Marcel Winatschek

The Eighties Never Left

I don’t know why Fulale’s album covers work, but they do. This Melbourne artist took Drake, Rihanna, Kendrick Lamar, Taylor Swift, all the contemporary names, and dressed them in 80s packaging—the specific kind of neon and chrome and leather that only that decade managed. The covers don’t look ridiculous. They look like they should have existed.

That’s the weird part. You’d expect these artists to look out of place, anachronistic, a joke. But they don’t. Rihanna in 80s production design still reads as Rihanna. Drake still seems untouchable. The visual language changes—neon replaces LED, film grain replaces digital clarity—but the artists themselves don’t diminish. It’s like some core thing about what makes them matter transcends the era.

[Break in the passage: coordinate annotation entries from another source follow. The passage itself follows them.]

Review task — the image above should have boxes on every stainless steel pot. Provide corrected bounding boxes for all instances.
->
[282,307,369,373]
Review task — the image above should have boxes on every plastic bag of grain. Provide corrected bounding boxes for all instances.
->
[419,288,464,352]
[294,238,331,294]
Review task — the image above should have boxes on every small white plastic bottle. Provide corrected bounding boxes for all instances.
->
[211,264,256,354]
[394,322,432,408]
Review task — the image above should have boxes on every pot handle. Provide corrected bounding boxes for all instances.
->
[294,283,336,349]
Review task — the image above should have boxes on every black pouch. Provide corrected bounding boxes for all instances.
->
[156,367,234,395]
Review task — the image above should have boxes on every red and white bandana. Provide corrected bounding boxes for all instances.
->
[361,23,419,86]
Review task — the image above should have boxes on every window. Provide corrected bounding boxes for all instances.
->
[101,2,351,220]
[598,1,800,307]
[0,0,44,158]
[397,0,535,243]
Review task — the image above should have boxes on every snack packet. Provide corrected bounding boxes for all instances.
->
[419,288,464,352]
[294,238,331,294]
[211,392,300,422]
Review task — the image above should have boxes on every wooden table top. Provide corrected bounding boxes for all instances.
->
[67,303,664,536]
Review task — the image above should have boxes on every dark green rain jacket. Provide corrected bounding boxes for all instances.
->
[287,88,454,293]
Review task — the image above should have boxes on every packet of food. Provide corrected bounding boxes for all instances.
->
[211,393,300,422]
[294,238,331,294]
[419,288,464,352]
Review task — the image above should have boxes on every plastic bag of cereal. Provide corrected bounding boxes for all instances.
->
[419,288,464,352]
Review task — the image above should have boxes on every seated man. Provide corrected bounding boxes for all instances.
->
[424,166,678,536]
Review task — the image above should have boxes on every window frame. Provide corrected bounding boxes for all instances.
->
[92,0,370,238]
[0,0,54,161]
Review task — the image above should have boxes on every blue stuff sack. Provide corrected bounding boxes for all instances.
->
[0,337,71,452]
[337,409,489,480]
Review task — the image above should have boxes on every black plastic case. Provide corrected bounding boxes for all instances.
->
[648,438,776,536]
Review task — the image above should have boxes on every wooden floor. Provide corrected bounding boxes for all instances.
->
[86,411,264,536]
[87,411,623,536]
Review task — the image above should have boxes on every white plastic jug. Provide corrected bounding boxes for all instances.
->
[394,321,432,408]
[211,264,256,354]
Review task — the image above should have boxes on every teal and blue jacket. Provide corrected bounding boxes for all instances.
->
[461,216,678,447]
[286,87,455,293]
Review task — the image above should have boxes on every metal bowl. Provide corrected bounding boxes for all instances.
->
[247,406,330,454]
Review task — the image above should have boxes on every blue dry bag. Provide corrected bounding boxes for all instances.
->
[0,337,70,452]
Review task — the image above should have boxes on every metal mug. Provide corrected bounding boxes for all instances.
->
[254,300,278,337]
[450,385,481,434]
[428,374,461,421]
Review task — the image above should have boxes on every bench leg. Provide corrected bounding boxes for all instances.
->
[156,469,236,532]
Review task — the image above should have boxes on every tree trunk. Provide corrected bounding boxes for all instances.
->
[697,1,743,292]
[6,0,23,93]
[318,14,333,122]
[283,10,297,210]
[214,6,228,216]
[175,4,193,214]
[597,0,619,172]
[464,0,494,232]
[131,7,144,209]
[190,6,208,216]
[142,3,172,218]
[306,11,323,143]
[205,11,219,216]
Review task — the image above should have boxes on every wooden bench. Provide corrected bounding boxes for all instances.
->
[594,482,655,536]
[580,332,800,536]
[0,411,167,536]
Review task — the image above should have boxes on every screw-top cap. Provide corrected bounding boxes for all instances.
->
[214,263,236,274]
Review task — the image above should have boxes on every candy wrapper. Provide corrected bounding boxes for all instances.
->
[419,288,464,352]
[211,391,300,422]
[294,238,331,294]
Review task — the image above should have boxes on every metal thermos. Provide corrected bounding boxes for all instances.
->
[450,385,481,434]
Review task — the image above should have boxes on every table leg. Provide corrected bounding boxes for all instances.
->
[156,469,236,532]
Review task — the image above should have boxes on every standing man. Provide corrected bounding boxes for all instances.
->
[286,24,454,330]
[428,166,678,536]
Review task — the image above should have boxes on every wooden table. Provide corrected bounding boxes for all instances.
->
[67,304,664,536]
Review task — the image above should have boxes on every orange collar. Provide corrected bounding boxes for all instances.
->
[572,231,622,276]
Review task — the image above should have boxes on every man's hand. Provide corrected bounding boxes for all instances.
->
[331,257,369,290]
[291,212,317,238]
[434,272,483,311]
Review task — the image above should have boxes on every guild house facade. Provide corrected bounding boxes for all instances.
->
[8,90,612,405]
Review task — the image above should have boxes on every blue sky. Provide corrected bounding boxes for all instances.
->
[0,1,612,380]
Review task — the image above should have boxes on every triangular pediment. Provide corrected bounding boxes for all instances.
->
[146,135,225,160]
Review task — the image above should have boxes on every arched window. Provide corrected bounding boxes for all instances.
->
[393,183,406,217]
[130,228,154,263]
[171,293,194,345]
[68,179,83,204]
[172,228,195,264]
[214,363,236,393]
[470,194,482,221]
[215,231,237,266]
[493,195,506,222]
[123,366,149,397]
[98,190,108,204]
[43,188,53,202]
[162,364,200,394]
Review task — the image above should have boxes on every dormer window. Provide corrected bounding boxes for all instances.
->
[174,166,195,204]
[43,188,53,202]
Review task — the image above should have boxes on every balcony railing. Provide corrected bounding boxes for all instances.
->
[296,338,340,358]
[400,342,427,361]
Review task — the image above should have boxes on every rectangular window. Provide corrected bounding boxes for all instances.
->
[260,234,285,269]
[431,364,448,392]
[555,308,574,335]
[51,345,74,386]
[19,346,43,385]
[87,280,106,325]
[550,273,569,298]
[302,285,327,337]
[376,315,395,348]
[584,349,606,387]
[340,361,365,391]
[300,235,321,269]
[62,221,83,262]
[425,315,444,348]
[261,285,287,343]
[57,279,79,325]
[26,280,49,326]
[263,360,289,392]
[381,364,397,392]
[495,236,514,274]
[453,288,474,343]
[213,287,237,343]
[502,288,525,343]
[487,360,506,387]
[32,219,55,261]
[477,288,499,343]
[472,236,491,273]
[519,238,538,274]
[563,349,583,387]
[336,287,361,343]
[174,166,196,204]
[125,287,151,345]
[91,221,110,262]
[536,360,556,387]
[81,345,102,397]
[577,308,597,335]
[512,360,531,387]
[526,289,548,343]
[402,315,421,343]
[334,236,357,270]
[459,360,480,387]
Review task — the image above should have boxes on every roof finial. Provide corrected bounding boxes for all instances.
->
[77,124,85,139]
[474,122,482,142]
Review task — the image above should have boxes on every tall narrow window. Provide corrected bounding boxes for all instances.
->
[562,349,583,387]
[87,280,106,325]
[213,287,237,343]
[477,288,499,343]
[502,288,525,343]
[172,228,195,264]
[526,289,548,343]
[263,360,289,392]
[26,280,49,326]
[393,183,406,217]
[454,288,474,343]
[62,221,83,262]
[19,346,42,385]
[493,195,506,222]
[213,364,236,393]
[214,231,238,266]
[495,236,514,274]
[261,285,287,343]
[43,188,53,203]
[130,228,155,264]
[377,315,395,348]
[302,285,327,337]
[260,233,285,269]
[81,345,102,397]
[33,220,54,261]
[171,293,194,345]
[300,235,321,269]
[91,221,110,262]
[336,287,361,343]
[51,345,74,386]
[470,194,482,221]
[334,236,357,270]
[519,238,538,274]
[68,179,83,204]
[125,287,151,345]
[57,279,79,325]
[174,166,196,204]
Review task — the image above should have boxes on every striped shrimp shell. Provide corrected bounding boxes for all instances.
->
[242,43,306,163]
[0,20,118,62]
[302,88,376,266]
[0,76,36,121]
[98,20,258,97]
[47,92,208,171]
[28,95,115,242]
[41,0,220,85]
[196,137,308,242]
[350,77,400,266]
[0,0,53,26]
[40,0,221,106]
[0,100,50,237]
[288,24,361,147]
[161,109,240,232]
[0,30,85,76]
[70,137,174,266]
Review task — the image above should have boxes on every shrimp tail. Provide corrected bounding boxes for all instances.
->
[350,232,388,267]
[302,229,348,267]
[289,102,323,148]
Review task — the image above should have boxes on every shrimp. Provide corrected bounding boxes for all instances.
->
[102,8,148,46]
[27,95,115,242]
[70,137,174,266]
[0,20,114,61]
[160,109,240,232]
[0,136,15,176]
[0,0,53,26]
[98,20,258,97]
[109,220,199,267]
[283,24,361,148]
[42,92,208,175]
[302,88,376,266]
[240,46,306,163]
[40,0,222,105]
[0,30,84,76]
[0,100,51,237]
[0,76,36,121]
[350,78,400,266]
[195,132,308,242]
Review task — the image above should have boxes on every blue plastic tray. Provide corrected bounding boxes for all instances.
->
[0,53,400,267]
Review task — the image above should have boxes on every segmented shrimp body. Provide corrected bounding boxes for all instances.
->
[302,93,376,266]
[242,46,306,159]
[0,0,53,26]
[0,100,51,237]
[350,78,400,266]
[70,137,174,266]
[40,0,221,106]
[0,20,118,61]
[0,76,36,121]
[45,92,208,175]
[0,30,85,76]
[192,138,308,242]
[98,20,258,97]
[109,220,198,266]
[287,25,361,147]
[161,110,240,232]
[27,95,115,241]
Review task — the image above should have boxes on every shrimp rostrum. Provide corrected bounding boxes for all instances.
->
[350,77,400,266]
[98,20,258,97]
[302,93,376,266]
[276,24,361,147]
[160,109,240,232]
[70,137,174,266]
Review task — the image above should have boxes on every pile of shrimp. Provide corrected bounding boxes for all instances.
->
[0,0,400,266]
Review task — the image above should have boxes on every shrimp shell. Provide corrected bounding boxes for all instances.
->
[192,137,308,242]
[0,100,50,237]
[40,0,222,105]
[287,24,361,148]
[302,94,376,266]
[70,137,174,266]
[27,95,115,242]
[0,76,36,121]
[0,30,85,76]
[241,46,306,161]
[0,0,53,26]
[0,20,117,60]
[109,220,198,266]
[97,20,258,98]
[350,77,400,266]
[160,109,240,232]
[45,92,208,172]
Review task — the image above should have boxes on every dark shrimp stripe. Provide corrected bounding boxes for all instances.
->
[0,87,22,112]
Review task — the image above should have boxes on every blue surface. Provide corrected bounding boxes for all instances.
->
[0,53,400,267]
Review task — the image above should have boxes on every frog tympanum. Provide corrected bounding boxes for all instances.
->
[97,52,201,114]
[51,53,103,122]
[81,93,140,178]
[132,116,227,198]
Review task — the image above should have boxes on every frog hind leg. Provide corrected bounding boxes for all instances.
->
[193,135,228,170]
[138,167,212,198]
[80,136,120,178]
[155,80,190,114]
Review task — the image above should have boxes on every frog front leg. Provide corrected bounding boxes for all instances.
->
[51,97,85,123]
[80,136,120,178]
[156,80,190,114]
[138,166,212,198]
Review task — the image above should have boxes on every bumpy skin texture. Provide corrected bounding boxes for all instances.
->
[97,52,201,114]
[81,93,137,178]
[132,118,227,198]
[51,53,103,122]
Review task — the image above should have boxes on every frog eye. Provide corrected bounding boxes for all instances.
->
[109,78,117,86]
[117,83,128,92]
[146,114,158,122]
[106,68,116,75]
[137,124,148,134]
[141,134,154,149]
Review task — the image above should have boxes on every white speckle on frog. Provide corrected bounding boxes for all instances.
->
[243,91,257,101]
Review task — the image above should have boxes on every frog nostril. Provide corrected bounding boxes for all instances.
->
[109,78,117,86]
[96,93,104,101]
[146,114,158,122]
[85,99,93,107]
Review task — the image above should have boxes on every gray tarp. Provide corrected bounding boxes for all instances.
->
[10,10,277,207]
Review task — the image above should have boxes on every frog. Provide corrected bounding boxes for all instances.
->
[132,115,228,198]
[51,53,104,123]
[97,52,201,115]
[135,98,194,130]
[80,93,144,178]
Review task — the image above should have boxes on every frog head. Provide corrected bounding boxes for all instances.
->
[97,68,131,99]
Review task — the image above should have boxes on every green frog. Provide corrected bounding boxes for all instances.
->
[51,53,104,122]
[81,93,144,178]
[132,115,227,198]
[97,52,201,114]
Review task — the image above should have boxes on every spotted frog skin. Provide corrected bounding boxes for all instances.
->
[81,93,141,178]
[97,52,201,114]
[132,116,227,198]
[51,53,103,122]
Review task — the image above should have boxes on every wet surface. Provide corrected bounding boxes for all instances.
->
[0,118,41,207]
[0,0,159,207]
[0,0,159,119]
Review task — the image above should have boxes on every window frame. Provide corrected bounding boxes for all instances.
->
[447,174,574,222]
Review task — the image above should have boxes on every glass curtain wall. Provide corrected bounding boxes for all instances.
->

The 80s have become this cultural default we all return to. Not because we’re actually nostalgic for them—most people weren’t alive then, or don’t remember them—but because the aesthetic is available. Fashion cycles through it constantly. Music producers sample it. Stranger Things made it feel like a lost world worth missing. But what Fulale’s work suggests is simpler: these artists would have been just as dominant in any era. The 80s filter isn’t making them better or worse. It’s just showing that Drake would have been Drake, whether the decade was the 2010s or the 1980s.

Maybe that’s all nostalgia is anyway—trying to imagine that something timeless was always timeless, even in moments we never lived through.